In the field of sociology, cultural capital comprises the social assets of a person (education, intellect, style of speech, style of dress, etc.) that promote social mobility in a stratified society. Cultural capital functions as a social relation within an economy of practices (i.e. system of exchange), and includes the accumulated cultural knowledge that confers social status and power; thus cultural capital comprises the material and symbolic goods, without distinction, that society considers rare and worth seeking. There are three types of cultural capital: (i) embodied capital, (ii) objectified capital, and (iii) institutionalised capital.
Pierre Bourdieu and Jean-Claude Passeron coined and defined the term cultural capital in the essay "Cultural Reproduction and Social Reproduction" (1977).

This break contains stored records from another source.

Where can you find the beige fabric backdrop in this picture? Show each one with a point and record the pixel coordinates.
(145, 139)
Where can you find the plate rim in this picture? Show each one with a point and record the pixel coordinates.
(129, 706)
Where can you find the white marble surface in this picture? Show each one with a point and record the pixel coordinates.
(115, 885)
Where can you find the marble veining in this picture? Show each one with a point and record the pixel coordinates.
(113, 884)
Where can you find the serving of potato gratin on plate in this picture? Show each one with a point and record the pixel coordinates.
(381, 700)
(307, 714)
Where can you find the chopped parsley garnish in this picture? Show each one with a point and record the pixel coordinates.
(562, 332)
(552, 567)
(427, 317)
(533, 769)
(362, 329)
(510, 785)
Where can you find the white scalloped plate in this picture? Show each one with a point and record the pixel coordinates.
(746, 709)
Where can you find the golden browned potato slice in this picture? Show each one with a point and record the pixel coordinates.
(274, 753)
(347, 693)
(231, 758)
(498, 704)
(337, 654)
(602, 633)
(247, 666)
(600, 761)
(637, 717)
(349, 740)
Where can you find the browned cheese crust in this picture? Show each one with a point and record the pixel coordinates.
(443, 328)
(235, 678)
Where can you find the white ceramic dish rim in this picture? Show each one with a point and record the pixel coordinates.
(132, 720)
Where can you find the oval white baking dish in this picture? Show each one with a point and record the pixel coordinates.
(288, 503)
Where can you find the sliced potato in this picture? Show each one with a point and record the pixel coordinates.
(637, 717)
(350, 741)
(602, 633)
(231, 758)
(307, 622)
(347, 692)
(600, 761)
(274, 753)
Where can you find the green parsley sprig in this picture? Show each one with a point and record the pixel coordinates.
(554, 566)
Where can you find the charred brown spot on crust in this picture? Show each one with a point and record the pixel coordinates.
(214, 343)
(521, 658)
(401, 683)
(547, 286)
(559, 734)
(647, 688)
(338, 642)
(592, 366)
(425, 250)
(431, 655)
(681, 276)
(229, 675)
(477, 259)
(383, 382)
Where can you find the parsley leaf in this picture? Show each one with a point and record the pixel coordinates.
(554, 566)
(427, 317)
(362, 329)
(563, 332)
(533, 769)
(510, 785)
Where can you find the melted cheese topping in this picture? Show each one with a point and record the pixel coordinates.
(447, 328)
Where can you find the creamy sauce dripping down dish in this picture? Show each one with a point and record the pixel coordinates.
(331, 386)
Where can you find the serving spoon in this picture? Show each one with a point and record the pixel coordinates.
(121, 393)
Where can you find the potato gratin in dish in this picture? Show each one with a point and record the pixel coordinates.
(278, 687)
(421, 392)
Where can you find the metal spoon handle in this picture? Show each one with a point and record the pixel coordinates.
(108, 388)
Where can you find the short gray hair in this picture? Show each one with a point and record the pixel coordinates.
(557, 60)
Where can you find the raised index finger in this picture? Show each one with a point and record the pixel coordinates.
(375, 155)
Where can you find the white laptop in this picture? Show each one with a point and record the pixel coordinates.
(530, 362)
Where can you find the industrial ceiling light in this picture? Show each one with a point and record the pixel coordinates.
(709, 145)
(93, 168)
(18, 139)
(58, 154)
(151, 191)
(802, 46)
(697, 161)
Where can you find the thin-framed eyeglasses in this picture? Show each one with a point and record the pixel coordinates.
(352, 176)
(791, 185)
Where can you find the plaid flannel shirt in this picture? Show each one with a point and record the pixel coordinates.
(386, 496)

Bourdieu then developed the concept in the essay "The Forms of Capital" (1985) and in the book The State Nobility: Élite Schools in the Field of Power (1996) to explain that the education (knowledge and intellectual skills) of a person provides social mobility in achieving a higher social status in society.
In "Cultural Reproduction and Social Reproduction" (1977), Pierre Bourdieu and Jean-Claude Passeron presented cultural capital to conceptually explain the differences among the levels of performance and academic achievement of children within the educational system of France in the 1960s.
Bourdieu further developed the concept in his essay "The Forms of Capital" (1985) and in his book The State Nobility: Élite Schools in the Field of Power (1996). In the essay, Bourdieu lists cultural capital among two other categories of capital: economic capital, which refers to the command of economic resources (money, assets, property); and social capital, which is the actual and potential resources linked to the possession of a durable network of institutionalized relationships of mutual acquaintance and recognition.
There are three types of cultural capital: embodied capital; objectified capital; and institutionalised capital.